地方都市はマンション市場としては弱いはずだが、穴吹は地場のゼネコンなどを協力会として組織し、そのエリアでマンション施工を優先的に振り分ける代わりに、ゼネコン社員に物件の販売をも委託するという仕掛けを施した。結果的に、「穴吹が供給する中規模の戸数の物件であれば、下請けなども含む建設関係会社を動員すれば売り切れる」(業界関係者)。このため他社が見向きもしないようなエリアでもマンションの販売を伸ばすことに成功してきたのだ。
だがこの“妙手”が08年のマンション不況で逆回転した。地方で販売を行なっていた競合の新興ディベロッパーが軒並み破綻、この在庫がたたき売られたり再販物件として安値で放出された。こうした傾向は特に地方都市で強く、競合物件の価格下落に合わせ安売りを行なわざるをえない穴吹は収益が急速に悪化した。
09年3月期は、販売戸数こそ微減にとどまったものの、販売期間が長期化したことで収益が悪化し、138億円の当期損失に陥った。社員の約1割に当たる早期退職者募集、強みとしてきた全国網の大幅縮小など、徐々に追い詰められた。
今回の破綻が及ぼす影響は大きい。物件引き渡し前の顧客も全国に広がり、建設業者を中心とした取引業者も2060社に上る。このため民事再生法ではなく会社更生法を選ばざるをえなかった。ディベロッパー破綻の“一巡”でひと息ついていた建設業界に再び冷や水を浴びせた格好だ。

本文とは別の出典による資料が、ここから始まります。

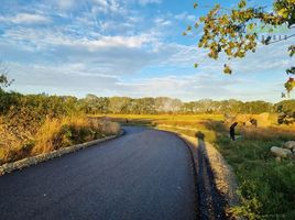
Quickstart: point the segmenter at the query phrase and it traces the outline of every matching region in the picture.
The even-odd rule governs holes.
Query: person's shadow
[[[195,160],[198,217],[199,219],[212,220],[227,219],[225,212],[226,199],[216,187],[211,164],[207,157],[206,135],[198,131],[195,136],[198,140]]]

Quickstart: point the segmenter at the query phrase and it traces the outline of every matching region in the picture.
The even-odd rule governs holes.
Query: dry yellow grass
[[[20,132],[14,134],[7,130],[0,119],[0,164],[114,135],[120,130],[120,125],[116,122],[89,120],[86,116],[46,118],[37,132],[24,141],[19,138]]]

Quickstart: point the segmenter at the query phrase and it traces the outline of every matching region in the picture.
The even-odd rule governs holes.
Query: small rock
[[[283,144],[283,148],[288,148],[295,151],[295,141],[287,141]]]
[[[293,155],[292,151],[289,151],[288,148],[281,148],[277,146],[272,146],[271,152],[274,156],[281,157],[281,158],[292,157]]]

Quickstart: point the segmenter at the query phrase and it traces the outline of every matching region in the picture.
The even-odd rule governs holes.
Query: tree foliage
[[[197,9],[198,3],[194,4]],[[220,54],[226,54],[228,59],[243,58],[247,53],[254,53],[258,47],[259,33],[255,31],[258,25],[262,29],[269,29],[271,33],[275,28],[285,24],[288,29],[295,28],[295,0],[274,0],[273,10],[265,11],[264,7],[248,7],[247,0],[241,0],[237,8],[226,9],[220,4],[216,4],[205,16],[200,16],[194,24],[195,29],[203,26],[203,36],[198,42],[200,48],[208,50],[208,56],[218,59]],[[245,32],[248,30],[248,32]],[[187,32],[192,32],[193,26],[188,26]],[[291,38],[295,34],[286,36],[284,40]],[[283,41],[283,40],[278,40]],[[265,45],[276,43],[272,37],[262,38]],[[289,56],[295,54],[295,45],[288,47]],[[195,64],[197,67],[198,64]],[[225,74],[231,74],[232,69],[225,64]],[[295,74],[295,67],[286,69],[288,75]],[[285,82],[287,92],[295,87],[293,77]]]

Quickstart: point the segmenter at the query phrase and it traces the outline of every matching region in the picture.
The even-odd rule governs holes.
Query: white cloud
[[[37,24],[48,23],[51,22],[51,19],[41,14],[19,13],[15,16],[0,16],[0,21],[17,24]]]
[[[139,0],[139,3],[142,6],[149,4],[149,3],[161,3],[162,0]]]

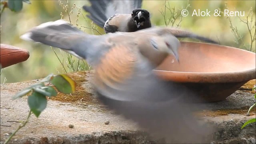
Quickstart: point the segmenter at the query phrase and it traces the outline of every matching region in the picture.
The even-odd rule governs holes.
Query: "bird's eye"
[[[156,49],[156,50],[158,50],[158,47],[157,46],[157,44],[156,43],[156,42],[153,40],[151,40],[151,44],[152,44],[152,46],[153,46],[153,47]]]

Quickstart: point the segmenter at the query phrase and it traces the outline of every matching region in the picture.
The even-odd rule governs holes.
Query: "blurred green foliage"
[[[49,73],[69,72],[90,68],[85,61],[78,60],[59,49],[54,51],[48,46],[21,40],[20,36],[32,28],[42,23],[63,18],[71,22],[81,30],[92,34],[104,34],[104,30],[91,22],[81,7],[90,5],[86,0],[32,0],[31,4],[23,5],[18,12],[6,9],[1,15],[1,43],[12,45],[28,50],[30,56],[26,61],[4,68],[1,74],[1,82],[14,82],[45,77]],[[165,26],[170,18],[175,22],[169,25],[180,27],[197,34],[219,40],[222,45],[255,52],[255,42],[252,43],[255,32],[255,0],[144,0],[142,8],[151,13],[152,23]],[[165,6],[170,10],[162,12]],[[190,14],[186,17],[177,16],[187,7]],[[173,8],[175,8],[174,10]],[[166,7],[165,8],[166,9]],[[2,8],[2,7],[1,7]],[[244,16],[214,16],[215,9],[223,11],[244,11]],[[192,16],[194,10],[210,11],[210,16]],[[245,23],[248,17],[250,24]],[[166,18],[165,20],[164,17]],[[251,18],[252,19],[251,20]],[[179,22],[180,23],[179,24]],[[248,26],[251,26],[249,32]],[[252,36],[252,38],[251,36]],[[255,39],[255,38],[254,38]],[[251,48],[250,47],[252,46]],[[56,54],[55,54],[54,52]],[[56,56],[58,56],[58,57]],[[62,63],[63,64],[61,64]]]

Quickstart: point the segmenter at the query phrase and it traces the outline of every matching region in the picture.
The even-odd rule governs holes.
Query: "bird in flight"
[[[84,6],[87,16],[106,33],[134,32],[151,27],[150,13],[142,9],[142,0],[89,0]]]
[[[41,24],[21,38],[86,60],[95,70],[93,84],[98,98],[156,138],[205,143],[210,129],[192,114],[199,106],[192,100],[199,97],[182,84],[160,79],[152,70],[170,55],[178,60],[180,43],[176,36],[210,40],[182,30],[157,27],[92,35],[62,20]]]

独自性で比較的堅調な営業を続けてきたと見られていた穴吹の破綻に他のディベロッパーも衝撃を受けている。「今後、マンションディベロッパーは首都圏で営業を行なう大手や財閥系しか生き残れないことがこれではっきりした」とあるディベロッパー首脳は言う。長引くマンション不況は、業界の寡占化をますます推し進めることになりそうだ。